Les codes de comportement, similairement à la loi, sont de nature écrite. Il serait théorique possible d’envisager des codes non écrits, mais alors sur le plan conceptuel et de l’application, les codes moraux non écrits se distinguent peu de l’éthique. Mais alors la peine subie pour avoir enfreint à un code de comportement n’est pas liée à une autorité souveraine et peut considérablement variée entre, par exemple, l’expulsion d’une association, un boycottage de ses produits ou des démissions de masse. Les codes représentent des nuances entre loi et éthique qui sont parfois ambigües. Les conséquences de les enfreindre peuvent être tout aussi fatales pour une entreprise, mais elle ne découle toujours pas d’un besoin affiché par les autorités publiques de sanctionner par la saisie des avoirs et l’interdiction des activités (à quoi il faut inclure le séjour en prison).
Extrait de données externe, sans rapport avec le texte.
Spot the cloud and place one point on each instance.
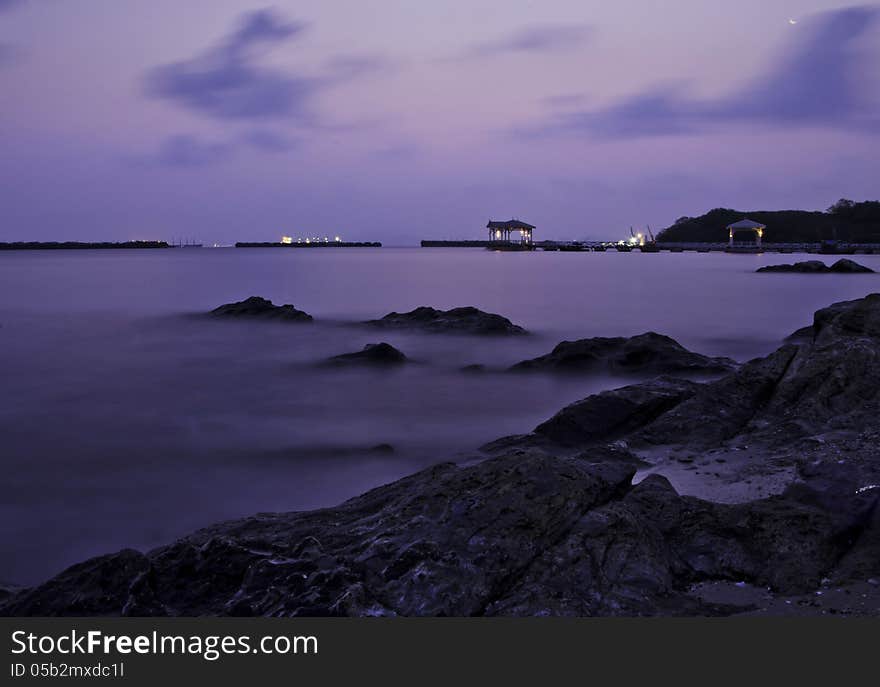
(268, 141)
(534, 39)
(188, 151)
(226, 83)
(344, 67)
(819, 82)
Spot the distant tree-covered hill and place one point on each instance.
(846, 220)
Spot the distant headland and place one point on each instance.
(846, 221)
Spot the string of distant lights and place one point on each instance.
(288, 240)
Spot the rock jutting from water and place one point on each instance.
(647, 353)
(261, 308)
(842, 266)
(466, 320)
(557, 524)
(372, 355)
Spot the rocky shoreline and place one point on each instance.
(586, 515)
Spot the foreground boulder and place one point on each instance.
(521, 534)
(647, 353)
(467, 320)
(372, 355)
(538, 531)
(842, 266)
(261, 308)
(603, 417)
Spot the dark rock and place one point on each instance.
(842, 266)
(515, 535)
(533, 532)
(847, 266)
(648, 353)
(456, 321)
(445, 541)
(378, 355)
(261, 308)
(98, 586)
(721, 410)
(473, 369)
(617, 413)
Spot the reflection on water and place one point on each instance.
(127, 421)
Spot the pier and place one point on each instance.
(312, 244)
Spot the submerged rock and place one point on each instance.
(380, 354)
(647, 353)
(515, 535)
(842, 266)
(533, 531)
(261, 308)
(467, 320)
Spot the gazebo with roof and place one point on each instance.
(499, 232)
(746, 225)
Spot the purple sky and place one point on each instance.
(393, 120)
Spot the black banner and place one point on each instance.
(412, 651)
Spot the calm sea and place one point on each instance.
(125, 420)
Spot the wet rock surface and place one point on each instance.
(466, 320)
(372, 355)
(577, 518)
(842, 266)
(261, 308)
(646, 353)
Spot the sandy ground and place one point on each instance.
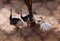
(8, 32)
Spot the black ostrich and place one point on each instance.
(6, 1)
(28, 18)
(15, 21)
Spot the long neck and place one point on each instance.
(10, 14)
(21, 14)
(29, 5)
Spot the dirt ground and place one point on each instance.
(50, 13)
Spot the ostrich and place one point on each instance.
(28, 18)
(44, 26)
(16, 21)
(6, 1)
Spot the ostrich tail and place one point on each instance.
(10, 14)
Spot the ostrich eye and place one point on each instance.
(38, 20)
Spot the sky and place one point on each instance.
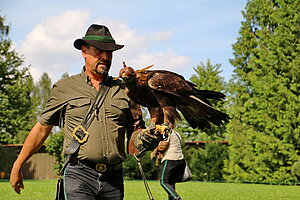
(173, 35)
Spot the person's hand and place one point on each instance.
(16, 180)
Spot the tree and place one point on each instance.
(207, 77)
(264, 100)
(15, 85)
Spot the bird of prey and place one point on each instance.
(164, 92)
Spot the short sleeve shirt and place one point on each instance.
(174, 152)
(70, 99)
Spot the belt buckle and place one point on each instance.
(86, 134)
(101, 167)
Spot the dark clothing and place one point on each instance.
(83, 182)
(171, 172)
(69, 101)
(71, 98)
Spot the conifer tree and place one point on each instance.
(265, 100)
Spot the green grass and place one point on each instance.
(135, 190)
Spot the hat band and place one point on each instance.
(100, 38)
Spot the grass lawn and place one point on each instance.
(135, 190)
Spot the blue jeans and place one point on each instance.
(171, 172)
(82, 182)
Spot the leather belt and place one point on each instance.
(99, 167)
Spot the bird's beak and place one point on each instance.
(124, 76)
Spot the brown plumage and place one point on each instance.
(163, 92)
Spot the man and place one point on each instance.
(173, 163)
(95, 170)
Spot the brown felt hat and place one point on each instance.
(98, 36)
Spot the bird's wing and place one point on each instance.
(168, 82)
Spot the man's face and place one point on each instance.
(97, 61)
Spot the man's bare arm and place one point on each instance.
(33, 142)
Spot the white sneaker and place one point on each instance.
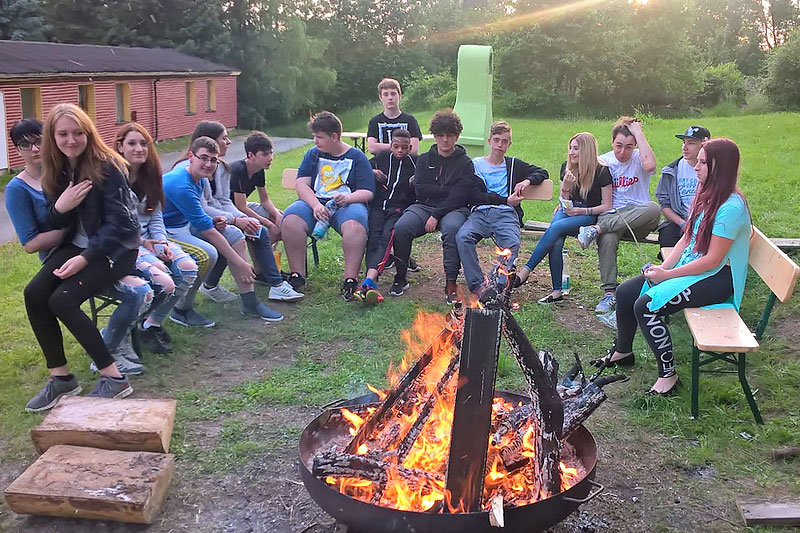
(218, 294)
(284, 292)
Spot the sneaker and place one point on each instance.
(399, 286)
(587, 235)
(607, 304)
(153, 338)
(451, 290)
(297, 281)
(53, 390)
(108, 387)
(349, 288)
(190, 318)
(263, 312)
(218, 294)
(284, 292)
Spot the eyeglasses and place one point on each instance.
(28, 145)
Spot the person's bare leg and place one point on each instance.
(295, 235)
(354, 242)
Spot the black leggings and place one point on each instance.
(49, 299)
(632, 310)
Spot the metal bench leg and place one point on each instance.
(741, 359)
(695, 381)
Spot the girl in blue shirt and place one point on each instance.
(707, 267)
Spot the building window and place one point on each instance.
(211, 95)
(31, 98)
(86, 99)
(191, 101)
(123, 93)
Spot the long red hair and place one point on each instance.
(722, 159)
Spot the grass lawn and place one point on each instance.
(245, 390)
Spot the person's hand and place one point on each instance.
(657, 274)
(73, 195)
(341, 199)
(321, 213)
(430, 225)
(71, 266)
(243, 272)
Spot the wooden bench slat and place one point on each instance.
(719, 330)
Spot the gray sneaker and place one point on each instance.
(108, 387)
(190, 318)
(607, 304)
(53, 390)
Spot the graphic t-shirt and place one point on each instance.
(630, 182)
(381, 126)
(495, 177)
(687, 183)
(332, 175)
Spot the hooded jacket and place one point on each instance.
(444, 183)
(517, 170)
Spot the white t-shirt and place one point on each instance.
(630, 182)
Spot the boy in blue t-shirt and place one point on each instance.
(331, 170)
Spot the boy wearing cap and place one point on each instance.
(677, 186)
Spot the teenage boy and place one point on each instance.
(443, 183)
(393, 193)
(382, 125)
(496, 202)
(247, 176)
(677, 186)
(331, 170)
(189, 225)
(631, 162)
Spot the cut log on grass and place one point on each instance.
(132, 425)
(78, 482)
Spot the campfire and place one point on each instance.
(440, 441)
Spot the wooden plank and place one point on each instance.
(472, 411)
(77, 482)
(719, 330)
(133, 425)
(759, 512)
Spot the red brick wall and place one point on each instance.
(172, 118)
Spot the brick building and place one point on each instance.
(166, 91)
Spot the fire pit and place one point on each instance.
(441, 450)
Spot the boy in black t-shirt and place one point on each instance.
(393, 193)
(382, 125)
(247, 176)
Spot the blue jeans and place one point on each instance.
(502, 224)
(552, 242)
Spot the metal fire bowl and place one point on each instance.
(364, 517)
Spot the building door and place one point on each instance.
(3, 139)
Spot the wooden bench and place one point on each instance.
(723, 335)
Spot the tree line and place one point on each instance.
(550, 57)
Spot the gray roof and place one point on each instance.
(36, 59)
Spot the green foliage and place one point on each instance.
(782, 87)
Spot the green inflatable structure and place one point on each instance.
(474, 97)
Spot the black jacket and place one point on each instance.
(444, 183)
(517, 170)
(108, 216)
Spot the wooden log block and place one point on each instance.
(759, 512)
(132, 425)
(77, 482)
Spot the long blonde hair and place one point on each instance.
(587, 160)
(90, 162)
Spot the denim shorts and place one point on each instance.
(357, 212)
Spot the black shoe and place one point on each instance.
(399, 286)
(297, 281)
(152, 339)
(349, 288)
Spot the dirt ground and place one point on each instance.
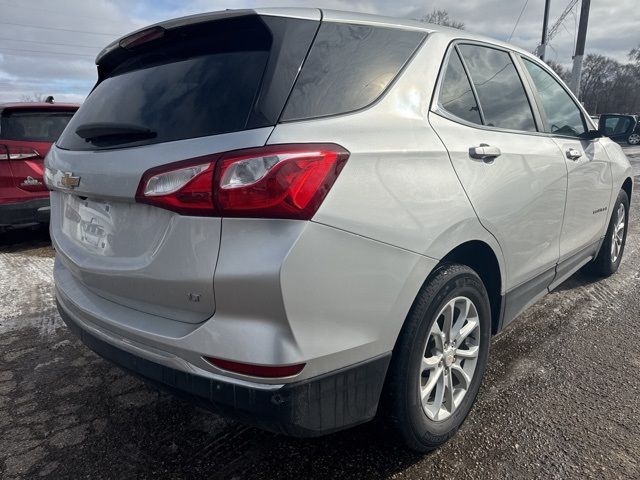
(560, 398)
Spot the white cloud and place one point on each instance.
(56, 55)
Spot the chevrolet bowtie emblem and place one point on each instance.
(69, 181)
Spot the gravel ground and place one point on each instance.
(559, 400)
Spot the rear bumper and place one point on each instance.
(309, 408)
(30, 212)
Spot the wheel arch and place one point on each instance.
(480, 257)
(627, 186)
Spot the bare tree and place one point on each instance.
(609, 86)
(441, 17)
(563, 72)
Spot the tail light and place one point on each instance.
(278, 181)
(13, 152)
(264, 371)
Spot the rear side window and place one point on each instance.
(206, 79)
(456, 95)
(563, 115)
(33, 125)
(500, 91)
(348, 68)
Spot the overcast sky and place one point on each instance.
(49, 47)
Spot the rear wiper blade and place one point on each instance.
(90, 131)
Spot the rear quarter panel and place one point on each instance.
(398, 186)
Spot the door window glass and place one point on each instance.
(500, 90)
(456, 95)
(563, 115)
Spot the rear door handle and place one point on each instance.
(573, 154)
(484, 152)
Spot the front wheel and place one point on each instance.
(440, 358)
(610, 255)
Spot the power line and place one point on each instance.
(46, 52)
(51, 43)
(518, 20)
(62, 29)
(57, 12)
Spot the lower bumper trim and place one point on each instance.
(309, 408)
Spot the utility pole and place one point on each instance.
(576, 72)
(545, 24)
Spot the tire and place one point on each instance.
(424, 428)
(634, 139)
(605, 264)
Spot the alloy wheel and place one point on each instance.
(617, 234)
(450, 358)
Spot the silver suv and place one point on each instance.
(303, 217)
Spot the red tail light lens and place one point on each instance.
(18, 153)
(264, 371)
(278, 181)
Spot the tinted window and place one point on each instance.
(563, 115)
(34, 125)
(348, 68)
(500, 92)
(220, 77)
(616, 125)
(456, 95)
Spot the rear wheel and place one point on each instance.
(610, 255)
(440, 358)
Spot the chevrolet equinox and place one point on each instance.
(304, 217)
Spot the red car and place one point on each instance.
(27, 131)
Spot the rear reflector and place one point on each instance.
(264, 371)
(277, 181)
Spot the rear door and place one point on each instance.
(209, 85)
(589, 172)
(513, 175)
(27, 135)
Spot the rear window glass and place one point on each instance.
(348, 68)
(227, 76)
(33, 125)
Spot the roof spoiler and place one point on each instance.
(113, 53)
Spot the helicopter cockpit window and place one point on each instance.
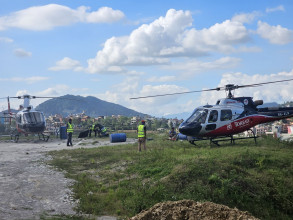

Les codes n’ont très souvent pas d’autorité judiciaire distincte (quoique les codes peuvent dans certaines circonstances être introduits dans un procès, par exemple, portant sur une terminaison contestée d’emploi). Du fait de l’absence générale de tribunaux rigoureux, il peut exister autour des codes une plus grande liberté d’interprétation. Il y a en ce sens une plus grande agence, soit une plus grande possibilité d’ignorer la contrainte. Un éditeur de livre peut refuser de travailler avec un imprimeur qui n’avait pas la certification FSC. Cela ne lui attirera pas de sanctions légales autres peut-être que de se voir exclu d’un programme de financement gouvernemental.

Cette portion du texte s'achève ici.